The answer to that prayer is, "Be ye driven into hell," 2
The staff of repulsion is the reward of all deceit.
But, if thy speech be crooked and thy meaning straight,
Thy crookedness of words will be accepted of God.
That faithful Bilal, when he called to prayer,
Would devoutly cry, "Come hither, come hither!"
At last men said, "O Prophet, this call is not right,
This is wrong; now, what is thy intention?
O Prophet, and O ambassador of the Almighty,
Provide another Mu'azzin of better talent.
'Tis an error at the beginning of our divine worship
To utter the words, 'Come to the asylum!'" 3
The wrath of the Prophet boiled up, and he said
(Uttering one or two secrets from the fount of grace),
"O base ones, in God's sight the 'Ho!' of Bilal
Is better than a hundred 'Come hithers' and ejaculations.
Ah! excite not a tumult, lest I tell forth openly
Your secret thoughts from first to last.
If ye keep not your breath sweet in prayer,
Go, desire a prayer from the Brethren of Purity!"
For this cause spake God to Moses,
At the time he was asking aid in prayer,
"O Moses! desire protection of me
With a mouth that thou hast not sinned withal."
Moses answered, "I possess not such a mouth."
God said, "Call upon me with another mouth!
Act so that all thy mouths
By night and by day may be raising prayers.
When thou hast sinned with one mouth,
With thy other mouth cry, 'O Allah!'
Or else cleanse thy own mouth,
And make thy spirit alert and quick.
Calling on God is pure, and when purity approaches,
Impurity arises and takes its departure.
Contraries flee away from contraries;
When day dawns night takes flight.
When the pure name (of God) enters the mouth,
Neither does impurity nor that impure mouth remain!"
The man whose calling "O Allah" was equivalent
to God's answering him, "Here am I" 4.
That person one night was crying, "O Allah!"
That his mouth might be sweetened thereby,
And Satan said to him, "Be quiet, O austere one!
How long wilt thou babble, O man of many words?
No answer comes to thee from nigh the throne,
How long wilt thou cry 'Allah' with harsh face?"

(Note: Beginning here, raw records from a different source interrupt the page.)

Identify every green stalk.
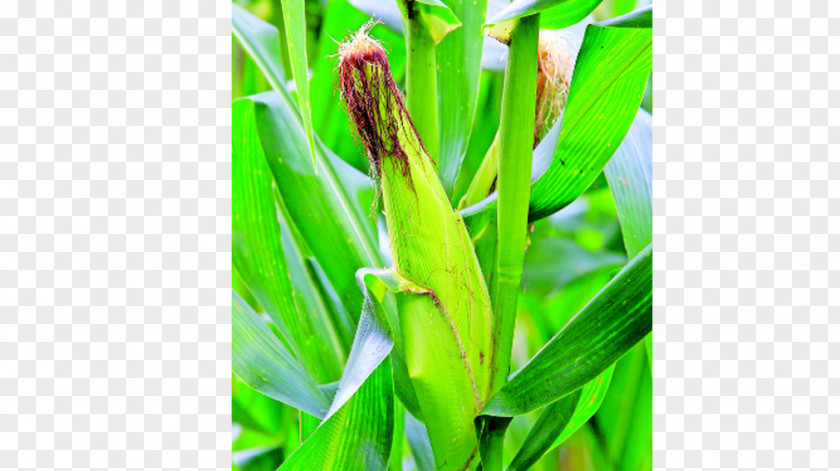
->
[482,14,540,471]
[493,15,540,389]
[400,0,440,165]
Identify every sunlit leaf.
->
[232,293,329,417]
[482,247,652,417]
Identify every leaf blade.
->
[232,293,329,417]
[482,246,652,417]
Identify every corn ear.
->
[339,28,493,470]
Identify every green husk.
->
[339,28,493,470]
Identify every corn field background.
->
[232,0,652,471]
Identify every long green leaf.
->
[508,365,615,471]
[232,293,329,417]
[435,0,487,196]
[530,6,651,220]
[231,3,286,95]
[282,0,317,165]
[232,93,341,382]
[604,108,653,257]
[279,361,394,471]
[462,8,652,223]
[484,0,602,43]
[405,413,435,471]
[507,389,581,471]
[233,92,381,323]
[482,247,652,417]
[280,270,399,470]
[604,108,653,376]
[406,0,461,44]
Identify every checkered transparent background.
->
[654,0,840,470]
[0,0,231,470]
[0,0,840,470]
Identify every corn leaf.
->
[482,246,652,417]
[231,3,286,92]
[508,365,615,471]
[405,413,435,471]
[233,92,381,323]
[280,270,400,470]
[436,0,487,197]
[278,0,317,166]
[507,389,581,471]
[604,108,653,257]
[483,0,602,43]
[604,108,653,368]
[461,7,652,223]
[328,270,399,415]
[530,6,651,220]
[597,345,653,471]
[232,293,330,417]
[414,0,461,44]
[502,109,652,464]
[278,361,394,471]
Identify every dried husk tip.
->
[338,27,493,471]
[338,21,425,179]
[534,30,580,146]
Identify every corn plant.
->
[232,0,652,471]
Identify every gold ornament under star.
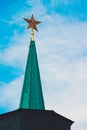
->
[23,15,41,41]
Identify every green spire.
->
[20,41,45,110]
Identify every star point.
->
[23,15,41,31]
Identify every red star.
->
[23,15,41,31]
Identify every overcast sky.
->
[0,0,87,130]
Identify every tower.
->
[0,15,73,130]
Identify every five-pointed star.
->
[23,15,41,31]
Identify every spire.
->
[20,14,45,110]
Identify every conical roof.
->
[20,41,45,110]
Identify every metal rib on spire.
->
[20,41,45,110]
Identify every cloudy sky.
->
[0,0,87,130]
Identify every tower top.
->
[23,15,41,41]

That person was sad at heart and hung his head,
And then beheld Khizr present before him in a vision,
Who said to him, "Ah! thou hast ceased to call on God,
Wherefore repentest thou of calling upon Him?"
The man said, "The answer 'Here am I' came not,
Wherefore I fear that I am repulsed from the door."
Khizr replied to him, "God has given me this command;
Go to him and say, 'O much-tried one,
Did not I engage thee to do my service?
Did not I engage thee to call upon me?
That calling 'Allah' of thine was my 'Here am I,'
And that pain and longing and ardour of thine my messenger;
Thy struggles and strivings for assistance
Were my attractions, and originated thy prayer.
Thy fear and thy love are the cove,rt of my mercy,
Each 'O Lord!' of thine contains many 'Here am I's."
The soul of fools is alien from this calling on God,
Because it is not their wont to cry, 'O Lord!'
On their mouths and hearts are locks and bonds, 5
That they may not cry to God in time of distress.
God gave Pharaoh abundance of riches and wealth,
So that he boasted that he was 'Lord Supreme.'
In the whole of his life he suffered no headache,
So that he never cried to God, wretch that he was.
God granted him the absolute dominion of the world,
But withheld from him pain and sorrow and cares;
Because pain and sorrow and loads of cares
Are the lot of God's friends in the world.
Pain is better than the dominion of the world,
So that thou mayest call on God in secret.
The cries of those free from pain are dull and cold,
The cries of the sorrowful come from the burning hearts."